Tuesday 21 December 2010

Making excuses

I try to stick to the arts and/or London on this blog, so I hope you'll excuse this short digression and place it in the latter category, perhaps. I don't intend to write about the snow that's variously 'paralysed' or 'crippled' the south-east and brought 'the country to its knees', but I am intrigued by a new form of excuse-making, which I trace to the build up to the Iraq war.

BAA spokesman Andrew Teacher told the BBC of the ongoing chaos at Heathrow: 'If there was a crash or a plane skidded off the runway, we would have people saying, "Why didn't you close the runway?"' Yes, you would, because it's your job to manage the runways and, at this moment, a lot of people suspect that you haven't done that very well.

A single snowfall on Saturday morning in London has potentially put a lot of people's Christmas festivities in jeopardy when my local high street, which is under the Heathrow flight path, was completely clear of snow by Sunday morning. And if it's a question that we don't understand the complexities of the situation then you should explain them better, otherwise it looks like you can't do your job.

It reminds me of England football manager Fabio Capello's reaction following November's abysmal defeat to France in a friendly game which came down to: you (the media) told me to field young players, I did and look what happened.
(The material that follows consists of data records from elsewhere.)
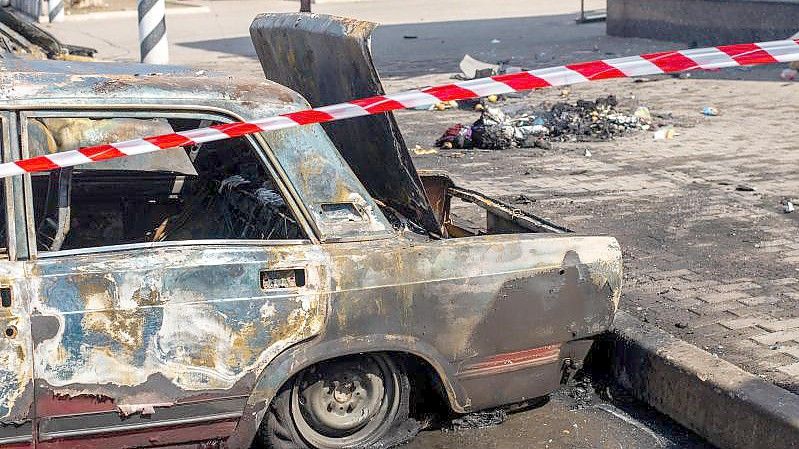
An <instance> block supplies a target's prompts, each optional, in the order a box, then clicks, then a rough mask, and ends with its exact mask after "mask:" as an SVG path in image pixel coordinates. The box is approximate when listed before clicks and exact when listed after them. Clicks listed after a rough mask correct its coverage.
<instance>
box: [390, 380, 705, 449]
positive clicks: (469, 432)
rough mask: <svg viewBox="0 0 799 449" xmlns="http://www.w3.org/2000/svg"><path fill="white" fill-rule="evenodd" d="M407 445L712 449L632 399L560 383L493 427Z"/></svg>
mask: <svg viewBox="0 0 799 449" xmlns="http://www.w3.org/2000/svg"><path fill="white" fill-rule="evenodd" d="M404 447H405V448H407V449H448V448H452V449H455V448H470V449H483V448H485V449H506V448H536V449H542V448H548V449H600V448H602V449H605V448H607V449H616V448H618V449H621V448H624V449H678V448H679V449H713V446H711V445H710V444H708V443H706V442H704V441H702V440H701V439H700V438H699V437H698V436H696V435H695V434H693V433H691V432H689V431H687V430H686V429H684V428H682V427H680V426H679V425H678V424H676V423H674V422H673V421H671V420H669V419H668V418H666V417H664V416H663V415H660V414H659V413H657V412H655V411H654V410H652V409H650V408H647V407H645V406H643V405H642V404H641V403H638V402H636V401H634V400H629V399H618V400H614V401H613V402H608V401H604V400H602V399H600V398H598V397H597V396H596V395H595V394H593V393H592V392H589V391H586V390H585V389H577V390H575V387H564V388H563V389H561V390H559V391H558V392H556V393H555V394H553V395H551V396H550V398H549V400H548V401H547V402H545V403H544V404H542V405H539V406H537V407H534V408H532V409H529V410H526V411H522V412H517V413H513V414H510V415H509V416H508V418H507V420H506V421H505V422H504V423H502V424H500V425H497V426H493V427H488V428H476V429H474V428H472V429H466V430H451V429H445V430H428V431H424V432H422V433H420V434H419V435H418V436H417V437H416V439H414V440H413V441H412V442H411V443H410V444H408V445H407V446H404Z"/></svg>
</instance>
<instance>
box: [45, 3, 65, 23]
mask: <svg viewBox="0 0 799 449" xmlns="http://www.w3.org/2000/svg"><path fill="white" fill-rule="evenodd" d="M47 6H48V10H49V11H48V14H47V17H48V18H49V19H50V23H52V22H63V21H64V0H48V2H47Z"/></svg>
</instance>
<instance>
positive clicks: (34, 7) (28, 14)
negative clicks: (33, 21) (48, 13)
mask: <svg viewBox="0 0 799 449" xmlns="http://www.w3.org/2000/svg"><path fill="white" fill-rule="evenodd" d="M11 6H12V7H13V8H14V9H16V10H17V11H20V12H23V13H25V15H27V16H29V17H31V18H32V19H34V20H39V18H40V17H41V16H42V14H46V6H47V5H46V4H45V3H44V2H43V1H41V0H11Z"/></svg>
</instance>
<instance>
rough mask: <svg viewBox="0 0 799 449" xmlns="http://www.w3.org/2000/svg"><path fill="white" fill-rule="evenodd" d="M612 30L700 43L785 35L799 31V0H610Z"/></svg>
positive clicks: (620, 34) (614, 32)
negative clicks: (789, 0)
mask: <svg viewBox="0 0 799 449" xmlns="http://www.w3.org/2000/svg"><path fill="white" fill-rule="evenodd" d="M607 31H608V34H609V35H611V36H625V37H647V38H652V39H660V40H667V41H673V42H686V43H694V42H695V43H697V44H698V45H715V44H724V43H736V42H757V41H768V40H777V39H785V38H787V37H789V36H791V35H793V34H794V33H796V32H797V31H799V2H797V1H796V0H792V1H769V0H608V20H607Z"/></svg>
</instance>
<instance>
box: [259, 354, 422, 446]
mask: <svg viewBox="0 0 799 449" xmlns="http://www.w3.org/2000/svg"><path fill="white" fill-rule="evenodd" d="M409 393H410V385H409V383H408V377H407V375H406V374H405V372H404V370H403V369H402V367H401V366H400V365H397V364H396V363H394V362H393V361H392V360H391V358H389V357H388V356H386V355H384V354H363V355H358V356H348V357H343V358H340V359H335V360H331V361H327V362H322V363H319V364H317V365H314V366H312V367H310V368H307V369H305V370H304V371H302V372H300V373H299V374H298V375H297V376H295V377H294V379H293V380H292V381H291V382H289V384H288V385H285V386H284V387H283V388H282V389H281V390H280V392H279V393H278V395H277V396H276V397H275V399H273V401H272V405H271V406H270V408H269V413H268V416H267V418H266V420H265V423H266V426H265V428H263V429H262V441H263V443H264V445H265V446H266V447H267V448H270V449H288V448H302V449H306V448H314V449H342V448H362V447H390V446H393V445H395V444H399V443H402V442H404V441H406V440H407V439H408V437H406V436H405V435H404V434H405V433H407V430H406V429H407V426H405V425H404V424H405V423H406V422H407V421H408V420H409V416H408V415H409V413H408V402H409Z"/></svg>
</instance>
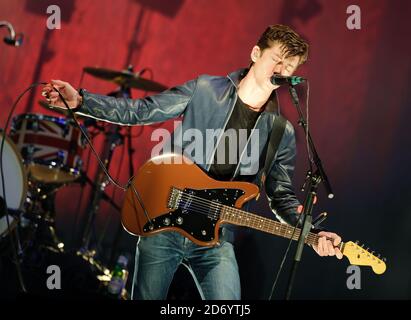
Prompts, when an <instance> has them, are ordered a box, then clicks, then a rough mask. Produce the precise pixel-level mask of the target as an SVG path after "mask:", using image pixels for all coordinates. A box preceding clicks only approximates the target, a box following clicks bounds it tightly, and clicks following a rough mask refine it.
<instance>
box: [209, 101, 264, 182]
mask: <svg viewBox="0 0 411 320" xmlns="http://www.w3.org/2000/svg"><path fill="white" fill-rule="evenodd" d="M260 113H261V112H257V111H253V110H251V109H250V108H249V107H248V106H247V105H246V104H245V103H244V102H243V101H241V99H240V97H238V98H237V102H236V104H235V106H234V110H233V112H232V114H231V116H230V119H229V120H228V122H227V125H226V127H225V129H224V135H223V137H222V138H221V140H220V142H219V144H218V146H217V150H216V152H215V154H214V161H213V164H212V165H211V167H210V170H209V175H210V176H211V177H213V178H215V179H217V180H230V179H231V178H232V176H233V175H234V171H235V168H236V167H237V163H238V162H239V159H240V156H241V153H242V152H243V150H244V148H245V146H246V144H247V140H248V138H249V137H250V135H251V131H252V129H253V128H254V125H255V122H256V121H257V118H258V116H259V115H260ZM240 129H244V130H242V131H243V132H240ZM244 133H246V135H245V134H244ZM233 144H235V146H234V145H233ZM230 152H231V161H230ZM221 155H224V157H221ZM230 162H231V163H230Z"/></svg>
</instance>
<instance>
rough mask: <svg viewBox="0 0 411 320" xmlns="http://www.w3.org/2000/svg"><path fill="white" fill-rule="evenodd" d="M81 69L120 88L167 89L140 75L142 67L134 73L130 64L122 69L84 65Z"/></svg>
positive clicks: (158, 90) (87, 72)
mask: <svg viewBox="0 0 411 320" xmlns="http://www.w3.org/2000/svg"><path fill="white" fill-rule="evenodd" d="M83 71H84V72H86V73H88V74H90V75H92V76H94V77H96V78H99V79H103V80H107V81H110V82H114V83H116V84H117V85H119V86H120V87H121V88H122V89H124V88H135V89H141V90H144V91H153V92H161V91H164V90H166V89H167V87H166V86H165V85H163V84H161V83H158V82H155V81H153V80H149V79H145V78H143V77H141V74H142V73H143V72H144V71H145V70H144V69H143V70H142V71H140V72H137V73H134V72H133V70H132V66H130V67H128V68H127V70H122V71H117V70H110V69H104V68H93V67H85V68H83Z"/></svg>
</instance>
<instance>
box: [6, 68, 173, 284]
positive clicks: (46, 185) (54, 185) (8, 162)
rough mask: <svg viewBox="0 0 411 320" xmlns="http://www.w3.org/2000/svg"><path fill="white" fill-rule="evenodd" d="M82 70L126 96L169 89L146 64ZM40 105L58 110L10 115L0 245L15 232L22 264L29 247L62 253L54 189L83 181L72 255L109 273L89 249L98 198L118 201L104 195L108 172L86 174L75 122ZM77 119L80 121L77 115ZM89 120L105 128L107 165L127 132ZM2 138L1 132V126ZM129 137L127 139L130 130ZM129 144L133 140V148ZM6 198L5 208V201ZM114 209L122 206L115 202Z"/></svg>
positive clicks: (94, 268)
mask: <svg viewBox="0 0 411 320" xmlns="http://www.w3.org/2000/svg"><path fill="white" fill-rule="evenodd" d="M83 70H84V72H85V73H88V74H90V75H92V76H94V77H96V78H100V79H103V80H106V81H110V82H113V83H115V84H117V85H119V87H120V88H119V90H118V91H115V93H112V94H111V95H115V96H117V97H130V89H131V88H135V89H140V90H143V91H146V92H147V91H151V92H159V91H163V90H165V89H167V87H166V86H164V85H162V84H160V83H157V82H155V81H153V80H149V79H145V78H142V77H141V75H142V73H143V72H144V70H143V72H139V73H133V72H132V67H129V68H128V70H124V71H116V70H110V69H102V68H91V67H86V68H84V69H83ZM40 105H41V106H42V107H43V108H45V109H47V110H53V111H54V112H56V113H58V114H59V116H49V115H44V114H38V113H27V114H20V115H17V116H15V117H14V118H13V121H12V126H11V130H10V133H9V134H8V135H6V136H5V137H4V147H3V153H2V170H3V177H4V190H3V184H2V183H0V201H1V203H0V204H1V206H0V207H1V211H0V250H3V249H4V247H7V246H8V245H9V243H10V242H9V241H6V238H9V237H15V238H16V239H17V240H18V241H17V242H18V243H17V244H18V252H19V253H20V259H21V261H22V263H23V264H24V261H25V260H27V259H26V256H28V255H30V256H31V255H32V254H31V253H32V252H38V251H39V250H43V251H44V249H45V248H46V250H48V251H49V252H53V253H54V254H65V248H64V243H63V242H62V241H60V240H59V239H58V237H57V234H56V230H55V222H56V221H55V218H56V214H55V198H56V193H58V191H59V190H60V189H61V187H62V186H67V185H72V184H74V183H79V182H80V181H82V182H81V183H84V181H87V182H89V183H90V184H91V185H92V188H93V192H92V194H93V196H92V197H91V199H90V203H89V206H88V210H87V212H86V214H87V215H88V217H86V219H85V220H86V223H85V227H84V233H83V234H82V236H81V242H82V243H81V247H80V248H79V249H78V250H76V255H77V256H79V257H81V258H82V260H86V261H87V263H88V264H89V265H90V267H91V268H93V270H96V272H95V273H96V274H100V275H103V278H104V275H107V274H109V270H108V269H107V268H106V267H104V265H103V264H102V263H99V262H97V259H95V255H96V252H95V250H91V244H90V242H91V240H90V239H91V233H92V232H93V229H94V228H93V223H94V219H95V215H96V211H97V210H98V207H99V202H100V201H101V200H102V199H103V200H108V201H109V202H110V203H111V205H112V206H114V207H116V205H115V203H114V202H113V201H112V200H111V198H109V199H107V198H108V196H107V195H106V194H105V193H104V187H105V185H106V184H107V180H106V177H104V173H103V171H102V170H97V174H96V178H95V179H94V181H93V179H90V178H89V177H87V175H86V172H87V171H88V170H87V168H85V167H84V166H85V164H84V161H83V155H84V154H85V151H86V149H87V147H88V146H87V143H86V139H85V138H84V137H83V135H82V132H81V130H80V129H79V127H78V125H77V124H76V122H77V121H74V120H73V119H72V118H71V117H70V116H69V115H68V114H67V113H66V111H65V110H64V109H57V108H53V107H52V106H50V105H48V104H47V103H46V102H40ZM76 117H77V116H76ZM78 120H80V122H81V118H78ZM91 123H92V126H94V127H95V128H97V127H98V128H100V130H99V131H100V132H101V131H102V132H104V134H105V137H106V138H105V140H104V146H103V151H102V153H101V155H100V157H101V159H102V161H103V163H105V164H106V166H108V165H109V163H110V160H111V157H112V155H113V151H114V149H115V147H116V146H118V145H120V144H122V143H123V141H124V138H125V134H122V133H121V131H120V128H119V126H116V125H113V124H110V125H105V126H103V125H100V124H99V122H98V121H97V122H96V121H94V120H93V121H91ZM80 125H81V126H82V128H83V130H84V131H85V132H88V130H91V129H89V126H90V124H86V121H84V122H83V123H82V124H80ZM101 128H103V129H101ZM0 138H3V133H1V132H0ZM128 138H129V139H131V134H129V136H128ZM1 140H2V139H1ZM1 140H0V141H1ZM129 142H131V141H129ZM130 146H131V143H129V149H130V150H131V147H130ZM130 150H129V156H130V158H131V155H132V151H130ZM130 161H131V160H130ZM131 168H132V165H131ZM131 174H132V172H131ZM4 196H5V198H6V202H5V201H4V199H3V197H4ZM5 203H7V208H6V207H5V206H4V204H5ZM116 209H118V210H120V208H118V207H116ZM27 230H30V231H29V232H27ZM12 234H17V236H15V235H12ZM2 248H3V249H2ZM40 248H41V249H40ZM3 251H4V250H3ZM26 252H27V253H26ZM28 252H31V253H28ZM0 265H1V264H0ZM103 278H101V279H103Z"/></svg>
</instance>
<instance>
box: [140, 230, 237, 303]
mask: <svg viewBox="0 0 411 320" xmlns="http://www.w3.org/2000/svg"><path fill="white" fill-rule="evenodd" d="M135 259H136V260H135V269H134V277H133V288H132V299H137V300H163V299H166V298H167V293H168V289H169V287H170V284H171V281H172V280H173V277H174V273H175V272H176V270H177V268H178V267H179V266H180V264H185V265H186V267H188V270H189V271H190V273H191V275H192V276H193V279H194V281H195V284H196V286H197V288H198V291H199V293H200V295H201V298H202V299H203V300H223V299H224V300H225V299H227V300H239V299H240V297H241V287H240V277H239V273H238V265H237V261H236V258H235V254H234V249H233V245H232V244H231V243H230V242H228V241H225V240H222V239H221V241H220V244H219V245H217V246H214V247H201V246H198V245H196V244H195V243H194V242H192V241H191V240H189V239H187V238H186V237H184V236H182V235H180V234H179V233H177V232H174V231H171V232H164V233H160V234H157V235H155V236H150V237H141V238H140V239H139V241H138V243H137V249H136V258H135Z"/></svg>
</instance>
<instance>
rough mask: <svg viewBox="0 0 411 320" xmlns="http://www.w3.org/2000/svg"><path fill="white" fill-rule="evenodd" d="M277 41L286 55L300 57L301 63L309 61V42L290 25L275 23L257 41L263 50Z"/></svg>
mask: <svg viewBox="0 0 411 320" xmlns="http://www.w3.org/2000/svg"><path fill="white" fill-rule="evenodd" d="M275 43H280V44H281V45H282V47H283V50H284V53H285V54H286V57H294V56H299V57H300V63H299V64H300V65H301V64H303V63H304V62H305V61H307V58H308V43H307V42H306V41H305V40H304V39H303V38H301V37H300V35H299V34H298V33H297V32H295V31H294V30H293V29H291V28H290V27H288V26H285V25H282V24H274V25H271V26H269V27H268V28H267V29H265V31H264V33H263V34H262V35H261V37H260V39H259V40H258V42H257V46H259V47H260V49H261V51H263V50H264V49H267V48H270V47H271V46H273V45H274V44H275Z"/></svg>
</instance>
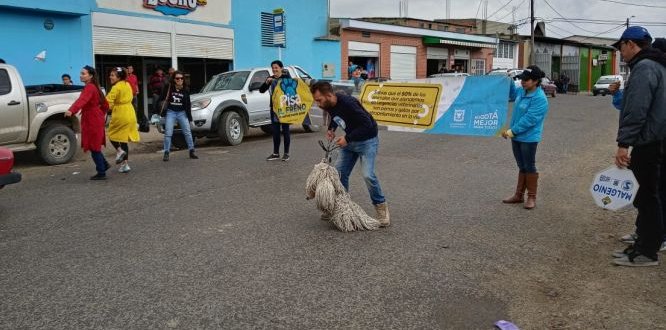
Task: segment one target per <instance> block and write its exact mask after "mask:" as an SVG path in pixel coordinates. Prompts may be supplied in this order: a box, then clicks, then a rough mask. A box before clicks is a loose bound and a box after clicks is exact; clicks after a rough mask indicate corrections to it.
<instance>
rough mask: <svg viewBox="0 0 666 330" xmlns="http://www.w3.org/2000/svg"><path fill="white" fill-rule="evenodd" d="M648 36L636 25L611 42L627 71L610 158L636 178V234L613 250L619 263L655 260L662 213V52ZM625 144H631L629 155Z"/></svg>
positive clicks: (661, 230)
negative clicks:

Capello is in his job because of his experience - way above that of any member of the press - and what the media, and many fans, were bemoaning was his inability to turn a bad situation round whoever the tools at his disposal.

Another version of this arose following the allegation Saddam Hussein had rockets that could be launched at major targets within 45 minutes prior to Gulf War II. This was extremely well publicised by the Evening Standard but, when it became clear that there were no weapons of mass destruction in Iraq, we were told by people like Alastair Campbell that we had remembered this wrongly and at no point had we believed this was an argument used to justify an illegal attack on another state.

It's the memory of this which may well have led to Adam Boulton's Sky News freak out prior to the election, when he started screeching like a wronged child in an interview with Campbell: 'Don't keep telling me what I think, I'm fed up with you telling me what I think.' It's a tactic that might be labelled a weapon of mass distraction.